A parent has launched a scathing attack on the council for “inequalities” in the models of the Curriculum for Excellence in Borders high schools.
Chris Mowat, from Kelso, said his son is facing less choices at Kelso High School than equivalent S4 pupils at Earlston.
Mr Mowat told The Southern: “I feel it is very unequal to have different choices and opportunities afforded to children depending on what catchment area they live in.
“There has been no move to make it an equal playing field in all the secondary schools in the Borders, and it simply isn’t fair.”
Mr Mowat said in Kelso a 3+3 model has been implemented, meaning pupils study a large number of subjects across a broad area for three years, before selecting six subjects to study for a National 4/5 in S4 and then up to six subjects in S5 and S6.
However, he said that Earlston are using a 2+2+2 model, with pupils getting a broad general education for two years, then selecting eight subjects at S3 to study for two years for their National 4/5s, before again selecting up to six subjects in S5 and S6.

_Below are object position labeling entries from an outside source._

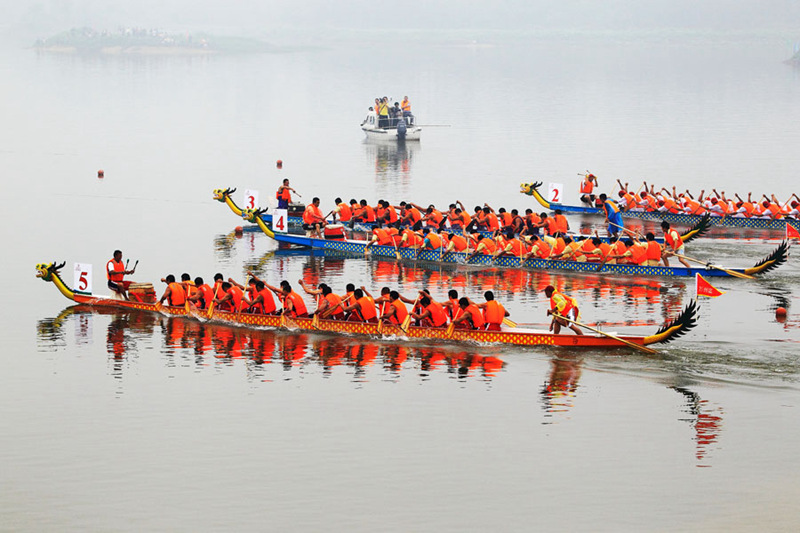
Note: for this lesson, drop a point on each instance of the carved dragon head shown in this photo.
(46, 270)
(528, 188)
(252, 215)
(221, 194)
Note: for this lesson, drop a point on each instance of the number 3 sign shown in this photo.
(280, 220)
(250, 199)
(83, 278)
(556, 193)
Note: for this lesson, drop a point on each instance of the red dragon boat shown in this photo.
(512, 336)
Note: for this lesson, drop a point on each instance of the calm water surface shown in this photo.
(124, 421)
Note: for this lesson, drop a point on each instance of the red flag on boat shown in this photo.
(704, 288)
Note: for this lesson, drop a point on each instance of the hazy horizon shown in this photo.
(41, 19)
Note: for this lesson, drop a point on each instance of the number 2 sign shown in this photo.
(280, 220)
(556, 193)
(83, 278)
(250, 199)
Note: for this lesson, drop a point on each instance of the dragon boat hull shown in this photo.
(438, 256)
(516, 336)
(531, 189)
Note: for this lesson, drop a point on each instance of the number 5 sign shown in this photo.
(83, 278)
(250, 199)
(556, 193)
(280, 219)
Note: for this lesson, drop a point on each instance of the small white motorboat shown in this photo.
(391, 129)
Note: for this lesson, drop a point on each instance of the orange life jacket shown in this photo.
(115, 270)
(177, 296)
(438, 316)
(297, 303)
(312, 214)
(345, 213)
(494, 313)
(284, 194)
(400, 312)
(653, 251)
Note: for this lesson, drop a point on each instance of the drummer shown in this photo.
(115, 271)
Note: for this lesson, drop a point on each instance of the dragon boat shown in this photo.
(359, 248)
(295, 223)
(532, 189)
(685, 321)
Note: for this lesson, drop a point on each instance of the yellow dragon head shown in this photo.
(221, 194)
(46, 270)
(528, 188)
(252, 215)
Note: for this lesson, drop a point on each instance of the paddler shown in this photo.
(431, 314)
(115, 271)
(203, 295)
(174, 292)
(313, 221)
(493, 312)
(293, 304)
(396, 312)
(564, 306)
(673, 245)
(468, 315)
(362, 309)
(284, 195)
(588, 183)
(613, 215)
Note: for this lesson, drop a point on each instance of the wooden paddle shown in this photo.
(639, 347)
(407, 319)
(709, 265)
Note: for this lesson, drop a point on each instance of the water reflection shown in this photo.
(182, 340)
(392, 160)
(706, 419)
(558, 392)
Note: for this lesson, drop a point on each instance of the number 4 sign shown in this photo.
(280, 220)
(83, 278)
(250, 199)
(556, 193)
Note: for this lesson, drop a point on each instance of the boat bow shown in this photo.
(677, 327)
(49, 272)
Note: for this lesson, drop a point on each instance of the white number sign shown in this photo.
(556, 193)
(280, 220)
(250, 199)
(83, 278)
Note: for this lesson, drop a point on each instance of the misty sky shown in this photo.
(48, 16)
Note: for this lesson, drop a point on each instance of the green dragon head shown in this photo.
(46, 270)
(221, 194)
(528, 188)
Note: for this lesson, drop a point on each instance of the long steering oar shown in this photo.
(709, 265)
(639, 347)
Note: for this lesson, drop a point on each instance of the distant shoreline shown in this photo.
(127, 50)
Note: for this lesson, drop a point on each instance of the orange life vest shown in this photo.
(115, 270)
(177, 296)
(297, 303)
(494, 313)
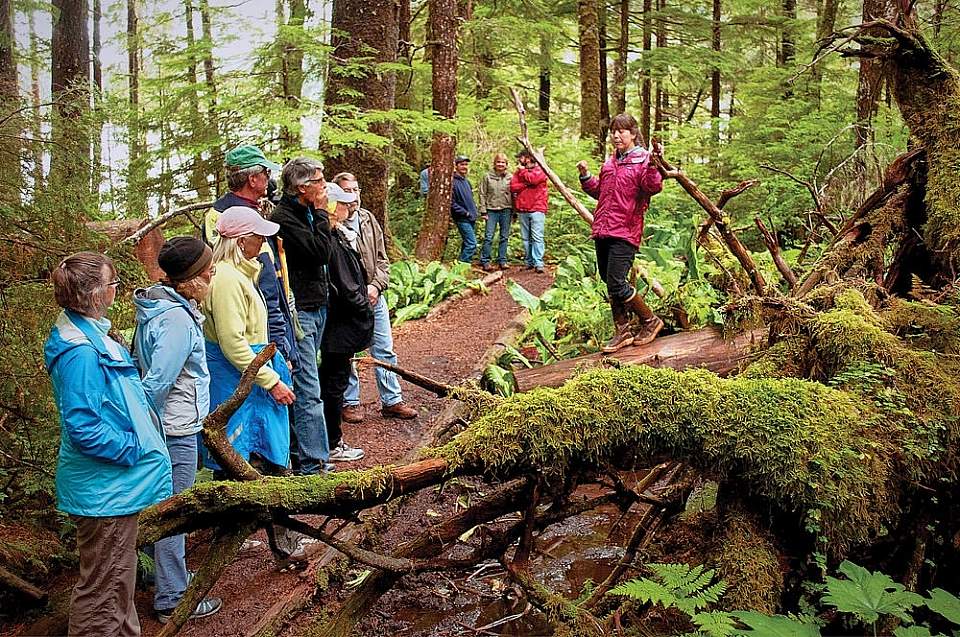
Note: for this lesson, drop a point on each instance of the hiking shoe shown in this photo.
(207, 606)
(352, 414)
(345, 453)
(399, 410)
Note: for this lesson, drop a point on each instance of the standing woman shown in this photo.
(113, 462)
(236, 330)
(349, 326)
(627, 181)
(170, 353)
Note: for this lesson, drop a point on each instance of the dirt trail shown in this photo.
(446, 348)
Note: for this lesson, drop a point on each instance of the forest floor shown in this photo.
(447, 348)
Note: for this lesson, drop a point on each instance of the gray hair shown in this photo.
(237, 177)
(297, 172)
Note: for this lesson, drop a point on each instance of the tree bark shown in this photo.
(436, 221)
(370, 38)
(587, 14)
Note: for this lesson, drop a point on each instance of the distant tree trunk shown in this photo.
(198, 172)
(604, 80)
(371, 33)
(646, 82)
(9, 102)
(587, 13)
(787, 50)
(70, 80)
(546, 62)
(136, 167)
(436, 221)
(620, 70)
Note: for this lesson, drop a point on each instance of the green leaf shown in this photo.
(869, 595)
(776, 626)
(944, 603)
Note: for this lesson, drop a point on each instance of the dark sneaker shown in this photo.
(352, 414)
(399, 410)
(207, 606)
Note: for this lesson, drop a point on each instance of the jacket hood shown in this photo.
(157, 299)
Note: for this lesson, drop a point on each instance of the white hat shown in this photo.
(237, 221)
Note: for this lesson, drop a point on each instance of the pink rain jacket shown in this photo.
(623, 192)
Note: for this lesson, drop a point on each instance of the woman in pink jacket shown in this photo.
(623, 189)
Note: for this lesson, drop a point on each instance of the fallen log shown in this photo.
(703, 348)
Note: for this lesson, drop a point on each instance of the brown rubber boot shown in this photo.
(623, 335)
(649, 325)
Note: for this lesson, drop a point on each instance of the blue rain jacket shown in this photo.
(113, 457)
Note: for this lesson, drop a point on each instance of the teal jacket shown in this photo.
(113, 457)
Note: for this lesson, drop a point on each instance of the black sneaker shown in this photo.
(208, 606)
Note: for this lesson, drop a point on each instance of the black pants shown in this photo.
(614, 260)
(334, 376)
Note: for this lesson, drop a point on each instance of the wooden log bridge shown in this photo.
(704, 348)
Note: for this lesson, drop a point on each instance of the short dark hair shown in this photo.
(78, 282)
(625, 121)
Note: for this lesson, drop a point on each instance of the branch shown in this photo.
(162, 219)
(440, 389)
(538, 156)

Mr Mowat, a lecturer at the University of Edinburgh, said this afforded pupils a greater choice of Higher subjects to study in their last two years of school, crucial in gaining entry to university.
He added that he believed that “parent pressure” had prompted the school to run this model.
Mr Mowat said parents who were aware of the different models in use were worried about it, as well as a number of teachers.
He added that the council had “fobbed off” parents by saying that all schools would be brought into line with the 3+3, six-subject model, when this had “clearly not happened”.
Mr Mowat was keen to point out that he did not believe that Earlston or any other local school using the 2+2+2 model with eight subjects at S3/4 should be forced to change, rather that it was the preferred model and the other schools should move to that system.
He added that the 3+3 model led to a “rapid narrowing down of choices” for pupils.
Mr Mowat said: “While I, and many other parents that I have spoken to, believe that the senior phase model adopted by most SBC high schools is far from ideal, it is crucial that pupils are not disadvantaged by inconsistencies of delivery through our region that are not being addressed quickly enough.”
In response to the issues which Mr Mowat has raised, and which he himself failed to get a response from SBC on, a council spokesperson said: “All nine schools are working towards six choices, but we have allowed flexibility due to differing circumstances in each of the schools in terms of the timescale.
“We still have one school working towards six choices, but all others have made the transition.”